To that end, our work through Connecting the Heartland in the coming months and years will be anchored in four guiding principles:

  1. Public investments in high-speed internet should lift everyone up. The long-term success depends on having consumers who can afford the service, understand and trust its relevance for improving their lives and the skills to know how to use it.
  2. Communities should drive solutions that meet their own unique needs. Too many communities, especially smaller ones, are not currently prepared to leverage new funds to bring connectivity to their communities.
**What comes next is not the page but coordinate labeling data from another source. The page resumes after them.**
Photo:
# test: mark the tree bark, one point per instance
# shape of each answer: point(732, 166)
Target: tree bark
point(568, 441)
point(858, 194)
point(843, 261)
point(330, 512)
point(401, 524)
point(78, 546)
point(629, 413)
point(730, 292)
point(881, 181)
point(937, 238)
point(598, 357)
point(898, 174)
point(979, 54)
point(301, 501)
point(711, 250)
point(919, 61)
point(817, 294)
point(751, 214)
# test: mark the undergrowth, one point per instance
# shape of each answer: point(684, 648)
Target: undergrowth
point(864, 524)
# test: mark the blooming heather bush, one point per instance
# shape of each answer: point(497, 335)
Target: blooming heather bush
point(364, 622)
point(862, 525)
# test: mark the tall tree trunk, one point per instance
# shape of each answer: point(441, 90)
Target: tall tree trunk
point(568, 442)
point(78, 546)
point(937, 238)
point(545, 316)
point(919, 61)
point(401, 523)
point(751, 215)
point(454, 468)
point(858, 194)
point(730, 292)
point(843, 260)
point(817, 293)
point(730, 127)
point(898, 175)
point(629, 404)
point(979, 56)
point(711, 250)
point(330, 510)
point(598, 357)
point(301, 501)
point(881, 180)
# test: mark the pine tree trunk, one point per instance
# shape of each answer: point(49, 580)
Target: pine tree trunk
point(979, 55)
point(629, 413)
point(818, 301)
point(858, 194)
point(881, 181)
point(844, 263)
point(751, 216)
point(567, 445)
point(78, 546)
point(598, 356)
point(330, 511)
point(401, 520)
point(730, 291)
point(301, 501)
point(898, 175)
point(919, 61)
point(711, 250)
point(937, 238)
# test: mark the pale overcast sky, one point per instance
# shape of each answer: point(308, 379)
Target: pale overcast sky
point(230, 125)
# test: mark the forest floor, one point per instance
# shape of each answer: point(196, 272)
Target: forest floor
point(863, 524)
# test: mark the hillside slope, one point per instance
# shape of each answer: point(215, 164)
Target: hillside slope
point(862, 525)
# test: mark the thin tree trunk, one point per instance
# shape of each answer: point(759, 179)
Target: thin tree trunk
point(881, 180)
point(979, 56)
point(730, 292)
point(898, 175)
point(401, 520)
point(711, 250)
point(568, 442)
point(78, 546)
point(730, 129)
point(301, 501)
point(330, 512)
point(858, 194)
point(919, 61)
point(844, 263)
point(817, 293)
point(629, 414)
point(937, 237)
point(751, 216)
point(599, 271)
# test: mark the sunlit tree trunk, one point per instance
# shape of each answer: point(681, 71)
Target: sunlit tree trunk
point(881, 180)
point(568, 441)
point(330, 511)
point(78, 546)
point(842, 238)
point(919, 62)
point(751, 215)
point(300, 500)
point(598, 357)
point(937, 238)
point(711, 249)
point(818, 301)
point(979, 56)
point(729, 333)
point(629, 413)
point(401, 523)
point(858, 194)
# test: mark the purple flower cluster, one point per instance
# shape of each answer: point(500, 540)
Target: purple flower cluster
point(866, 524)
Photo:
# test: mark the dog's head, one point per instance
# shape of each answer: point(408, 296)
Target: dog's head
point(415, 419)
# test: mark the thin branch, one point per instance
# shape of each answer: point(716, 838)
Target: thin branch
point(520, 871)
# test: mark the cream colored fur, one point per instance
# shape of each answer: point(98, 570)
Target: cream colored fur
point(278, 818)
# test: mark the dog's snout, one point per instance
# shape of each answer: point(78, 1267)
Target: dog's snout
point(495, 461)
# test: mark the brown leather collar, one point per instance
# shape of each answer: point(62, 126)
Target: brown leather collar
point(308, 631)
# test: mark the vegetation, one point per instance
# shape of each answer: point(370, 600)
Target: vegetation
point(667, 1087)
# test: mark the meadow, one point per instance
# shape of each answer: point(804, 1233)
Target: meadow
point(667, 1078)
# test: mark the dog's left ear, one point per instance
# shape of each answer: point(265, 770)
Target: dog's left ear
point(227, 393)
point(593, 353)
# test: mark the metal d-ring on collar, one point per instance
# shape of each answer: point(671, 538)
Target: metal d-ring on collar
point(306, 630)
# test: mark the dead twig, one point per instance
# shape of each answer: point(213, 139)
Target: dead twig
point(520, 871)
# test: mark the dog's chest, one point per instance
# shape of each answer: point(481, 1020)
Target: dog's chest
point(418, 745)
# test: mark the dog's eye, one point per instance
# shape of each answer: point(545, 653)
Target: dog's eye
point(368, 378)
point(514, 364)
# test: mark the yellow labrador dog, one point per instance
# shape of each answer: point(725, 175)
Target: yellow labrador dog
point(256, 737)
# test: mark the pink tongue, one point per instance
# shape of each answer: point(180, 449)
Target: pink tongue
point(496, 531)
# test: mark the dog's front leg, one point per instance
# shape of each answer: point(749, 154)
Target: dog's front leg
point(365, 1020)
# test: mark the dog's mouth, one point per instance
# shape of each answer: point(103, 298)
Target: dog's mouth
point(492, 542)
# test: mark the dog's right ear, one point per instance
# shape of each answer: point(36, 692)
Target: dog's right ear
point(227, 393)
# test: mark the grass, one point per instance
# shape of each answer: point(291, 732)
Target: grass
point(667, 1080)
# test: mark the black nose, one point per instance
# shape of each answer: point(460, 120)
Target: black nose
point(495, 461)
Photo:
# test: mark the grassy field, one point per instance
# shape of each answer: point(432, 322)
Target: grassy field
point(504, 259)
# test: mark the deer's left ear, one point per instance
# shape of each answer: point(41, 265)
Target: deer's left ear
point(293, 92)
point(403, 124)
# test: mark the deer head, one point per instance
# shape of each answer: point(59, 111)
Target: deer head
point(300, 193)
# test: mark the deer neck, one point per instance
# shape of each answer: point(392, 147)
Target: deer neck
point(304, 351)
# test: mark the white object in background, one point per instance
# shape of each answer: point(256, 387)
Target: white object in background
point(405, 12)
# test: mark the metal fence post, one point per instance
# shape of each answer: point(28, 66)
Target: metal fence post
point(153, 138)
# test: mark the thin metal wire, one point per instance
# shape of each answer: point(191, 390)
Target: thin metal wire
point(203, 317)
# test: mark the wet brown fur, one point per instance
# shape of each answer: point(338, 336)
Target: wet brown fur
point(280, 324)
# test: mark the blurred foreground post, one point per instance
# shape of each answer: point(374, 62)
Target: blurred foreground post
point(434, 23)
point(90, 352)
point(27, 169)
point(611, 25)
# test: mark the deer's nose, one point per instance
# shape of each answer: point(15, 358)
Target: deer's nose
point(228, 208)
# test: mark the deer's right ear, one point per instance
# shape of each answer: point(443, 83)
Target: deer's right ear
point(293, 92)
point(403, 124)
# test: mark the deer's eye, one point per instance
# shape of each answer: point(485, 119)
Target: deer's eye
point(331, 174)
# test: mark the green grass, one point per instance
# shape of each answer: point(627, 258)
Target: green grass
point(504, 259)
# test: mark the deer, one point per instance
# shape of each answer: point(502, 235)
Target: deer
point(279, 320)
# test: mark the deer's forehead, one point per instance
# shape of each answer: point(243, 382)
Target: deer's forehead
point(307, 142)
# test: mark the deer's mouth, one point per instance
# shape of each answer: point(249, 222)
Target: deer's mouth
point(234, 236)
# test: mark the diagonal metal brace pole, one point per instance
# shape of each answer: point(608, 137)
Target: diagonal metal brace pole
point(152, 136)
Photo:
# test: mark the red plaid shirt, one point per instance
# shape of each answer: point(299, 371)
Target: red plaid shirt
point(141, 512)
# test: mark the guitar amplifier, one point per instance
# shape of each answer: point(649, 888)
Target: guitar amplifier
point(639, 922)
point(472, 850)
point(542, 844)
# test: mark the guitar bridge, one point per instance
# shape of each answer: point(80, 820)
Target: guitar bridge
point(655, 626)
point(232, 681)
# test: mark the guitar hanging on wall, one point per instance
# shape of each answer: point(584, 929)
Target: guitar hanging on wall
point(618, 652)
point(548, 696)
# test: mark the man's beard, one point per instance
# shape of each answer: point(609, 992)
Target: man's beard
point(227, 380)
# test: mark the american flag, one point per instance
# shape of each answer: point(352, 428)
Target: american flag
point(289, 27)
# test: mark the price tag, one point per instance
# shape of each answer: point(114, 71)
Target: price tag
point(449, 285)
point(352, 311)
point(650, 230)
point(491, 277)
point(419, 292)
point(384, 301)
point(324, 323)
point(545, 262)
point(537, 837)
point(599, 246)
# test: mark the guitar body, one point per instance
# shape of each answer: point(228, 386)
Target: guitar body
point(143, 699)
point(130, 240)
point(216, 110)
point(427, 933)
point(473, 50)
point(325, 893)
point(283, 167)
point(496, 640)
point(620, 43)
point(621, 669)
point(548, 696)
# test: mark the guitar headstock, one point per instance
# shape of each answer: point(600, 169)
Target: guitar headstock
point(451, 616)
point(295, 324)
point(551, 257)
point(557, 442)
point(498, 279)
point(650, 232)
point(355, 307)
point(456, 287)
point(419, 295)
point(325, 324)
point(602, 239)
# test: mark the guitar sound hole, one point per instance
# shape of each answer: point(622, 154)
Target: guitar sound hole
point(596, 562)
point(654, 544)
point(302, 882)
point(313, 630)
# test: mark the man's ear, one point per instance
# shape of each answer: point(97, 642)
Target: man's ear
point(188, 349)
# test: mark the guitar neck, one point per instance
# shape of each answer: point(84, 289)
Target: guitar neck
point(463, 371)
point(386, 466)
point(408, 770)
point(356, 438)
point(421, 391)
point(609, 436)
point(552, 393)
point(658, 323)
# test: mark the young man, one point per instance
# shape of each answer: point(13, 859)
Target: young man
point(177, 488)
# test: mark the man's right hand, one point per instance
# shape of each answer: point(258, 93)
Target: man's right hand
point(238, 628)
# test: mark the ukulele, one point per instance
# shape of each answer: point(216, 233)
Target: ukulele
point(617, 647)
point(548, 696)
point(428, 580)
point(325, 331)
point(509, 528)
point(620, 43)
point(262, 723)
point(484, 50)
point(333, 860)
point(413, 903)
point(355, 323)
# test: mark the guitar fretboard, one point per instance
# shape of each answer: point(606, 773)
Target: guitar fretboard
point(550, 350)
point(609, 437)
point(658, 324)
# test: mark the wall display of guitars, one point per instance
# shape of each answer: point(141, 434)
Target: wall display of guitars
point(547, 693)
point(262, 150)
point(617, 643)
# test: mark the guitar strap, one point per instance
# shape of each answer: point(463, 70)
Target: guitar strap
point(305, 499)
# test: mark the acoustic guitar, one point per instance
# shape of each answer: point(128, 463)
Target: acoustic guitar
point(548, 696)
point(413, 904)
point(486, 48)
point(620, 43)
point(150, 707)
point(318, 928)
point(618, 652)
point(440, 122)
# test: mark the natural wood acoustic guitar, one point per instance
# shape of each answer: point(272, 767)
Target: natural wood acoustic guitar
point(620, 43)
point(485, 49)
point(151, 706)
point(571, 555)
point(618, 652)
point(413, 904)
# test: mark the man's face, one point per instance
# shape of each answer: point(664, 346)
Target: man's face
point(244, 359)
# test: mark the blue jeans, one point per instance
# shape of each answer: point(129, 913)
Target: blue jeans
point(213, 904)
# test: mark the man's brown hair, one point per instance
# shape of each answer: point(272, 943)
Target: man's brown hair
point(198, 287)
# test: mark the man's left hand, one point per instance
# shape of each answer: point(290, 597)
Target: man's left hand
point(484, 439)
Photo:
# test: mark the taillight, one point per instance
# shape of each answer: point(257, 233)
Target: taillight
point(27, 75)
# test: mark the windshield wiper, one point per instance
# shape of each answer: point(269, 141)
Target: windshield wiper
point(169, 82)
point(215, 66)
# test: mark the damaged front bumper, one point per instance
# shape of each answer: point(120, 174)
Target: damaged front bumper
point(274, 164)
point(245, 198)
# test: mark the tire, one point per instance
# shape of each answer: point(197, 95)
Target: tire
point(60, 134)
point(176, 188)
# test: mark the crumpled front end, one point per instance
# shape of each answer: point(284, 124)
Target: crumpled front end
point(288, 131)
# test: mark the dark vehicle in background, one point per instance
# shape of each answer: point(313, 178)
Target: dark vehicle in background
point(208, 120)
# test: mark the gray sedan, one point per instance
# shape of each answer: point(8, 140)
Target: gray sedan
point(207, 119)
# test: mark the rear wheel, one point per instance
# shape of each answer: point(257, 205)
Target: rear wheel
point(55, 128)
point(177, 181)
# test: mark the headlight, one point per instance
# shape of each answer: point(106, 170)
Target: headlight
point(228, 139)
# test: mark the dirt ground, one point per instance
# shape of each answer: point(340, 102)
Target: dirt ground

They need to be empowered with independent information, expertise and authority to develop plans based on their own local needs and circumstances.
  3. Regulations and standards should maximize today’s investments for long-term impact. The amount of funding and post-pandemic momentum we are seeing now is not likely to be repeated in the decades ahead. This is a once-in-a-lifetime moment to make sure every household has access to internet service that can facilitate full participation in the digital world. Regulations and standards should be designed to encourage maximum efficiency in the deployment process, transparency and speeds that will meet tomorrow’s needs.
  4. Access to high-speed internet will positively impact our economy. As ambitious and urgent as the need to close the digital divide is in the heartland and across America, this moment provides an opportunity to do even more. Public funds spent to increase access to internet service can serve double-duty in addressing other needs, from healthcare quality and access, to education and training, to job creation. 

There is hard work to be done to put these principles into action. But the clock is ticking, and the stakes have never been higher. We know it will take commitment and collaboration across all sectors and all levels of government. We are ready for the ground game in our states and communities. We invite other organizations and policymakers to join us.